Is this a probability measure on the cantor set? $c$ is the Cantor function, $C$ the Cantor set, and $\rho$ the Lebesgue measure
We consider $\mu$ as $\mu(A) = \rho(c(A \cap C))$ for each each element of the tribute
Is $\mu$ currently defining probability measure on the Cantor set (means the support of $\mu$ is C) ?
I have issue showing the sigma-additivity...
 A: I assume you want to define $\mu$ on the Borel (or Lebesgue) $\sigma$-algebra in $\Bbb R$.
Let $c$ be the Cantor function, $C$ the Cantor set, and $\rho$ the Lebesgue measure. Let $\mathcal{B}$ be the Borel $\sigma$-algebra in $\Bbb R$.
Let $\mu(A) = \rho(c(A \cap C))$ for each each element $A \in \mathcal{B}$.
First, we must prove that  $\mu$ is well-defined.

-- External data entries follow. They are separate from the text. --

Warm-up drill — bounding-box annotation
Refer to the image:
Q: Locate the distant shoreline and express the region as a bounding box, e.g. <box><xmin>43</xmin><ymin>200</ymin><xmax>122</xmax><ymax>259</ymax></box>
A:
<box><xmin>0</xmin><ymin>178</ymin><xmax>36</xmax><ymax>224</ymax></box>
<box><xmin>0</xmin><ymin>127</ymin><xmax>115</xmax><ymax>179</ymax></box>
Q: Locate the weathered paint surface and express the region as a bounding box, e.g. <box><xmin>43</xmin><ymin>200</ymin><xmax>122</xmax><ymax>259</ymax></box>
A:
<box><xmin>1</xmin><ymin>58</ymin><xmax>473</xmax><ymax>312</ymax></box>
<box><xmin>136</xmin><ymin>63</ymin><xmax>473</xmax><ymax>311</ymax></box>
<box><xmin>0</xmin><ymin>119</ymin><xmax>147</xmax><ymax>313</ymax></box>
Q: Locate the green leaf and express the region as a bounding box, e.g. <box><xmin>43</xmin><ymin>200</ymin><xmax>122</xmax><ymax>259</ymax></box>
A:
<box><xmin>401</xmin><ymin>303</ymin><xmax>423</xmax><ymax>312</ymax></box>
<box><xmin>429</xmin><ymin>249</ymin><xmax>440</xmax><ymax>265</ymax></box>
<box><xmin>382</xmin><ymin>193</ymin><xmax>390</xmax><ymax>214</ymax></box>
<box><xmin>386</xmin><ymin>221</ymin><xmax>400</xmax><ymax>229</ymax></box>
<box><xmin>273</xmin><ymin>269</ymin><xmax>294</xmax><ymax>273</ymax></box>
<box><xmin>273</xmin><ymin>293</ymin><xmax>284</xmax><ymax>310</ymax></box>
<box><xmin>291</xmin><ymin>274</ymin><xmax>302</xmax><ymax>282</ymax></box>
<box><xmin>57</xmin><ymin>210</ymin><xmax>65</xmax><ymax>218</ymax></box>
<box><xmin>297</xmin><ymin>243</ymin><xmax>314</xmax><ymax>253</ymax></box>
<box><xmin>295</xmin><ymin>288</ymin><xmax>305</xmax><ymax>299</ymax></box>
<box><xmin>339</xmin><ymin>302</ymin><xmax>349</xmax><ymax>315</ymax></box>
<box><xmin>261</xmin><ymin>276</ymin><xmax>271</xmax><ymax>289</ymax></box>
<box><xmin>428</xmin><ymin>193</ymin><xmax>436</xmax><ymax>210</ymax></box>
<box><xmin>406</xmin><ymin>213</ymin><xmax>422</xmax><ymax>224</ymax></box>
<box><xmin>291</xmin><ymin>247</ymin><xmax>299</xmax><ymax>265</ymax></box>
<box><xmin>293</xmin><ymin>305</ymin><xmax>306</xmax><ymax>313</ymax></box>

It means, we must prove that if $A \subseteq \Bbb R$ is Borel measurable then $c(A\cap C)$ is Borel (or Lebesgue) measurable, so we can have $\rho(c(A \cap C))$.

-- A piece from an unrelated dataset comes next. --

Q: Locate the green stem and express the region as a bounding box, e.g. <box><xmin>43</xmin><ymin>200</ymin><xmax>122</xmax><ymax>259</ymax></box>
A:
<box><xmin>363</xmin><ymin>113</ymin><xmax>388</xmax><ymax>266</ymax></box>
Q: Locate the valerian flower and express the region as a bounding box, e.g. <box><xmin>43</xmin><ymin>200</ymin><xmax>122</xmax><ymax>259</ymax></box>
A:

Let $\Sigma =\{A \subseteq \Bbb R: \exists E \subseteq [0,1] \textrm{ Borel measurable, such that } A\cap C=c^{-1}(E) \}$. It is easy to prove that $\Sigma$ is a $\sigma$-algebra and that, since $c$ is monotone, every open interval is in $\Sigma$. So $\mathcal{B} \subseteq \Sigma$.  So, if $A \subseteq \Bbb R$ is Borel measurable, there is $E$ Borel measurable such that $A\cap C=c^{-1}(E)$, so, since $c: C \rightarrow [0,1]$ is surjective, we have that $c(A\cap C)=E$ is Borel measurable. So $\mu$ is well-defined.
Let us now prove $\mu$ is a measure. We have
$$\mu(\emptyset) = \rho(c(\emptyset \cap C)) =\rho(c(\emptyset )) = \rho(\emptyset) =0$$
Now, let $\Gamma =\{ y\in [0,1] : \exists a,b \in C, a\neq b \textrm{ and } y=c(a)=c(b)\}  $. It is easy to prove that $\Gamma$ is countable and so $\rho(\Gamma)=0$.
Now let $A$ and $B$ be disjoint measurable subsets of $\Bbb R$. Then, $A \cap C$ and $B \cap C$ are disjoint measurable subsets of $C$. Note that $c(A \cap C)$ and $c(B \cap C)$ may not be disjoint, because $c$ (even restricted to $C$) is not injective, but $c(A \cap C) \cap c(B \cap C) \subseteq \Gamma$. So, $\rho(c(A \cap C) \cap c(B \cap C))=0$.
So we have
\begin{align*} 
\mu(A \cup B) & = \rho(c((A \cup B)\cap C)) =\\ 
& =  \rho(c((A\cap C) \cup ( B \cap C))) = \\ 
&=\rho(c(A\cap C) \cup c(B\cap C)) = \\
& = \rho(c(A\cap C)) + \rho(c(B\cap C)) - \rho(c(A\cap C) \cap c(B\cap C)) = \\
& = \rho(c(A\cap C)) + \rho(c(B\cap C)) = \\
& = \mu(A) + \mu(B)
\end{align*}
Now to prove that $\mu$ is $\sigma$-additive, it is enough  to prove that $\mu$ is continuous from below.
Suppose $\{A_i\}_i$ is a non-decreasing monotonic family of measurable subsets of $\Bbb R$. Then $\{A_i \cap C\}_i$ is a  non-decreasing monotonic family of measurable subsets of $C$. Then $\{c(A_i \cap C)\}_i$ is a  non-decreasing monotonic family of measurable subsets of $[0,1]$. So, wee have
\begin{align*} 
\mu \left (\bigcup_i A_i \right )& = \rho \left (c \left ( \left ( \bigcup_i A_i \right )\cap C \right ) \right ) = \\
&= \rho \left ( \bigcup_i c(A_i \cap C)   \right) = \\
&= \lim_i \rho(c(A_i \cap C)) = \\
& =  \lim_i \mu(A_i)
\end{align*}
So $\mu$ is $\sigma$-additive.
It is immediate that $\mu(\Bbb R)= \rho(c(\Bbb R \cap C))=\rho(c(C))=\rho([0,1])=1$. So $\mu$ is a probability.  It is also immediate that if $A\cap C=\emptyset$ then $\mu(A)= \rho(c(A\cap C)) =\rho(c(\emptyset))=\rho(\emptyset) = 0$. So, a support of $\mu$ is $C$.